Hadoop cluster setup : Firewall issues
Expectations: This blog entry is not a step-by-step guide to setup hadoop cluster. There are numerous articles on setting up hadoop cluster. The intent of this blog is to provide a solution for a couple of issues that i have faced while setting-up the cluster (unfortuantely, i couldnt able to find a direct answer for these issues in google, so blogging over here)
Recently, i was tasked to create a new hadoop cluster on our new CentOS machines. The first time when i created cluster, i could able to create them succesfully. But with the new machines, i ran into few problems.
Issue 1 # DataNode cannot connect to NameNode
Call to master/192.168.143.xxx:54310 failed on local exception: java.net.NoRouteToHostException: No route to host
1) Configured everything & when i started the namenodes & datanodes using
# cd $HADOOP_HOME
# ./bin/start-dfs.sh
NameNode logs:
INFO org.apache.hadoop.hdfs.server.namenode.NameNode: NameNode up at: master/192.168.143.211:54310
2012-06-25 19:27:40,338 INFO org.apache.hadoop.ipc.Server: IPC Server handler 9 on 54310: starting
Namenode has been started succesfully
DataNode logs:
ERROR org.apache.hadoop.hdfs.server.datanode.DataNode: java.io.IOException:
Call to master/192.168.xxx.xxx:54310 failed on local exception: java.net.NoRouteToHostException: No route to host
at org.apache.hadoop.ipc.Client.wrapException(Client.java:1063)
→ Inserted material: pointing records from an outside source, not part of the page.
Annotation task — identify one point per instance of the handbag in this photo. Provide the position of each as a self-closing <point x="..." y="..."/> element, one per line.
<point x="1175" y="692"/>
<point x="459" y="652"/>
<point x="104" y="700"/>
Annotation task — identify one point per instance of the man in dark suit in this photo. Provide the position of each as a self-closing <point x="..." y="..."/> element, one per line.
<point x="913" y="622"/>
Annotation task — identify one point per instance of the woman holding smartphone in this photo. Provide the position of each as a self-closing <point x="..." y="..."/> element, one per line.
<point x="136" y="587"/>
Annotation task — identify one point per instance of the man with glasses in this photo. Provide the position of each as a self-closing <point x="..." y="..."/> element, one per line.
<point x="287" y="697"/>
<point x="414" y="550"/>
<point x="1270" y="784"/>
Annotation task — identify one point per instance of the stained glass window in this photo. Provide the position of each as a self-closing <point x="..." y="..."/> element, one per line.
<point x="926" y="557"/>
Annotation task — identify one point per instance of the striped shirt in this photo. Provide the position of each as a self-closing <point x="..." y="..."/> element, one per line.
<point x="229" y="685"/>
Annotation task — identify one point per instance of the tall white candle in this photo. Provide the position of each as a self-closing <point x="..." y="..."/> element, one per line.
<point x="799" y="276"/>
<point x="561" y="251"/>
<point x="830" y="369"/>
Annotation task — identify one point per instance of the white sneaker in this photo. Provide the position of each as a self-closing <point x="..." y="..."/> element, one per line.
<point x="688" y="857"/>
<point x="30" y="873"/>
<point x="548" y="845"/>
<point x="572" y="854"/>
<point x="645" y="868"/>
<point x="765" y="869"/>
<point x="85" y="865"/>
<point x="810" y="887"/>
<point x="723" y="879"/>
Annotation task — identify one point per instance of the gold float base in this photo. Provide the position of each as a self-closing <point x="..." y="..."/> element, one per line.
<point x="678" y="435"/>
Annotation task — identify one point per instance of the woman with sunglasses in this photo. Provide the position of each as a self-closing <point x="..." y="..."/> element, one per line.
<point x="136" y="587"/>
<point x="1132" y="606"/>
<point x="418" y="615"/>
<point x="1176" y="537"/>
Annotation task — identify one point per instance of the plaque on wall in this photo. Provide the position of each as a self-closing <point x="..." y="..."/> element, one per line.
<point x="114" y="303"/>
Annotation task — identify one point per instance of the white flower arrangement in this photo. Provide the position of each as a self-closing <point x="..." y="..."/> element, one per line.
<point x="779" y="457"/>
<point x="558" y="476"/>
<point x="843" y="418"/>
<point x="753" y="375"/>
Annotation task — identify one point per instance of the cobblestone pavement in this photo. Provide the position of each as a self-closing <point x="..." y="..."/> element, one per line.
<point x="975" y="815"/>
at org.apache.hadoop.ipc.Client.call(Client.java:1031)
at org.apache.hadoop.ipc.WritableRpcEngine$Invoker.invoke(WritableRpcEngine.java:198)
at sun.nio.ch.SocketChannelImpl.checkConnect(Native Method)
at sun.nio.ch.SocketChannelImpl.finishConnect(SocketChannelImpl.java:599)
... 13 more
Caused by: java.net.NoRouteToHostException: No route to host
This clearly says that datanode machines cannot connect to namenode. So i tried hitting the namenode UI in the browser
http://192.168.143.xxx:50070 (masked IP)
Ans: Failed to connect to UI. Got timedout. Seems something wrong with the namenode.
but when i did a telnet to that (namenode) port
# telnet 192.168. xxx .xxx 50070
Trying 192.168. xxx .xxx...
Connected to 192.168. xxx .xxx.
Escape character is '^]'.
So this tells that namenode is up & running but its not available to outside. so, it seems the problem is with firewall. So tried to disable firewall on my namenode machine.
Login as a root to the namenode machine & execute the following commands.
# service iptables save
# service iptables stop
# chkconfig iptables off
After disabling the firewall, restarted the dfs. Now my datanodes can connect to my namenode & Namenode UI is also working fine.
Issue2:
Error: java.io.IOException: File /tmp/hadoop-hadoop/mapred/system/jobtracker.info could only be replicated to 0 nodes, instead of 1
The main cause of this problem is config (99%). This is mainly due to your conf/slaves files or your /etc/hosts entries. There are many blogs on addressing this issue. But the remaining 1% of the time, this is due to firewall issues from your datanodes. So run the above the commands to disable the firewall on your datanode machines.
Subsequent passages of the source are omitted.